Game Theory: Yes, please, bring on the Vampire Survivors clones

Deep Rock Galactic: Survivor is the latest game to build on one of the 2020s' coolest gaming trends

Games Features Vampire Survivors
Game Theory: Yes, please, bring on the Vampire Survivors clones
Deep Rock Galactic: Survivor Image: Ghost Ship Games

Every Friday, A.V. Club staffers kick off the weekend by taking a look at the world of gaming, diving in to the ideas that underpin the hobby we love with a bit of Game Theory. We’ll sound off in the space above, and invite you to respond down in the comments, telling us what you’re playing this weekend, and what theories it’s got you kicking around.


We’re bobbing up and down in a tiny pocket of air at the moment, in terms of the Big Video Games Of 2024 Release Calendar—trapped between the release of Final Fantasy VII Rebirth late last month, and the coming of Capcom’s long-gestating Dragon’s Dogma 2 next week. Which means we’ve got just a teensy gap in which to talk about one of our low-key favorite trends of the first quarter of the year so far: The rise of games shamelessly ripping off Luca Galante’s Vampire Survivors. All hail the Survivors-like!

If you’ve never played Vampire Survivors—well, what the hell is your deal, huh? It’s on basically everything by now, it runs pretty well on phones, it costs $5, and it’s incredibly, horrifically addictive, pitting your tiny, pixelated, legally-not-a-Castlevania character against huge hordes of monsters in a very satisfying way. Despite its love of sending literally hundreds of goofy skeletons at you at once, though, VS’s big innovation was actually one of simplicity: Removing the “shoot” button from a game largely about shooting. (And whipping. And knifing. And, like, caring for birds that then circle around you, dropping carpet bombs on werewolves.)

That, more than anything, denotes the nascent Survivors-like genre—which got its latest expression in the form of Deep Rock Galactic: Survivor, a very canny attempt by Funday Games to translate the multiplayer mining mayhem of Ghost Ship Games’ ridiculously fun co-op game Deep Rock Galactic into this decidedly single-player space. Both of these Survivor/s games start from the assumption that, since you’re going to be shooting as often as possible in a game like this—where armies of monsters/alien bugs are racing toward you pretty much all the time—they might as well take that chore out of your hands, and focus your mind on things like movement, placement, and navigating around obstacles. (To say nothing of accommodating the quirks of your various guns/pieces of mining equipment/holy texts.)

Deep Rock Galactic: Survivor – Official Narrated Trailer

It sounds overly simplistic at first—and can round up back to it if developers aren’t careful, with late-game Vampire Survivors often devolving into standing in one place while your hand-crafted lawnmower wipes out hundreds of bats per second in a glorious/tedious cataclysm of auto-fire. But when it’s working, it forces you to think about things like movement, weapon selection, and strategy in really interesting ways, without getting bogged down in the mechanics of clicking a “fire” button a thousand times.
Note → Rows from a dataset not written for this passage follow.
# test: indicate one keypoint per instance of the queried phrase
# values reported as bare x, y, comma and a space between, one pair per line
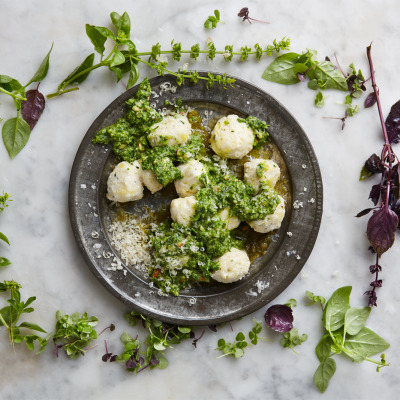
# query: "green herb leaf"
15, 133
324, 348
34, 327
335, 309
96, 37
324, 373
4, 238
365, 343
355, 319
4, 262
41, 73
281, 70
77, 76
DRG: Survivor plays into those mechanics in a really interesting way, too, by adapting one of the base Deep Rock Galactic’s coolest features: The deformable terrain that allows you to mine your own path through its massive subterranean levels. The Survivors version isn’t quite so robust—you’re trapped on a single 2D plane, so no tunneling out your own little vertical murder holes—but the tension of desperately cutting through solid rock to get to a place of safety while a wave of exploding bugs breathes down your neck is still exhilarating.

But also, it’s just neat to see how easily different themes can be applied to this base “pick weapons, upgrade them, move around, survive” mechanic, while still feeling notably distinct. DRG: Survivor plays like Vampire Survivors only in its basic wireframe, with actual gameplay, in our experience, being a lot more frenetic, thanks to the basic aggression levels of the bugs trying to devour your silly, dumb dwarf face. (The addition of elemental damage, and having the game’s four classes each have access to a pretty diverse set of guns, helps too. Vampire Survivors characters aren’t terribly distinct, more often than not, but each dwarf feels like his own sets of powers and challenges.)

Gaming is an inherently iterative medium, with the entire history of the art form made up of creators building on other people’s good ideas for play. (By all accounts, DRG: Survivor literally came about because of two developers talking about how damn fun Galante’s game was over a beer.) And indie spaces, more than anywhere, are where this kind of germination happens—someone plays your game, has an idea for how to make it stranger, or harder, or just more fun, and makes their own thing inspired by it. (See, for instance, the huge number of indie games, many of them wildly creative, that have taken direct inspiration from the card-based Slay The Spire over the last seven years.) You can chalk it up to marketing or imitation, if you’re feeling cynical—Ghost Ship Games put Survivor in their new game’s title for a purpose, after all. But this is how things like “genre” happen, and it’s exciting to see such an inherently enjoyable one start to get its feet under itself as 2024 progresses.